The Influence of Storm Events on Metabolism and Water Quality of Riverine and Estuarine Segments of the James, Mattaponi, and Pamunkey Rivers

Abstract

The frequency and magnitude of storm events is expected to increase with climate warming. Tidal freshwaters may be particularly sensitive to these events owing to their proximity to riverine inputs. Continuous and synoptic water quality data from riverine and tidal freshwater segments of the James, Mattaponi, and Pamunkey Rivers (Virginia, USA) were analyzed to characterize their response to high discharge events. Water quality attributes subject to dilution effects (conductivity, pH) showed negative responses to increasing discharge, which were similar in magnitude among riverine and estuarine segments. Variables associated with sediment transport (turbidity, TSS, E. coli, TN, and TP) showed positive responses to discharge, stronger responses in riverine vs. estuarine segments, and relatively linear responses over the full range of discharge. Variables affected by internal biological processes (CHLa, DO) showed negative responses to increasing discharge, greater sensitivity in the low range of discharge, and stronger responses in estuarine segments.
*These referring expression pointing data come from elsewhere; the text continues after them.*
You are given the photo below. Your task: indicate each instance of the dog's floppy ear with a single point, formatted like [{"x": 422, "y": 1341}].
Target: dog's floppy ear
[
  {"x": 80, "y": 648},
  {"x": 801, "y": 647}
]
High discharge was associated with reduced chlorophyll-a (CHLa), lower dissolved oxygen, and more heterotrophic conditions (lower production relative to respiration). During unusually high discharge in 2018, annual GPP was reduced to 38% (Pamunkey) and 78% (James) of long-term average values. Inter-estuarine differences in their sensitivity to high discharge reflect differences in forms of primary production, as the phytoplankton-dominated James exhibited rapid recovery in CHLa and GPP between storm events.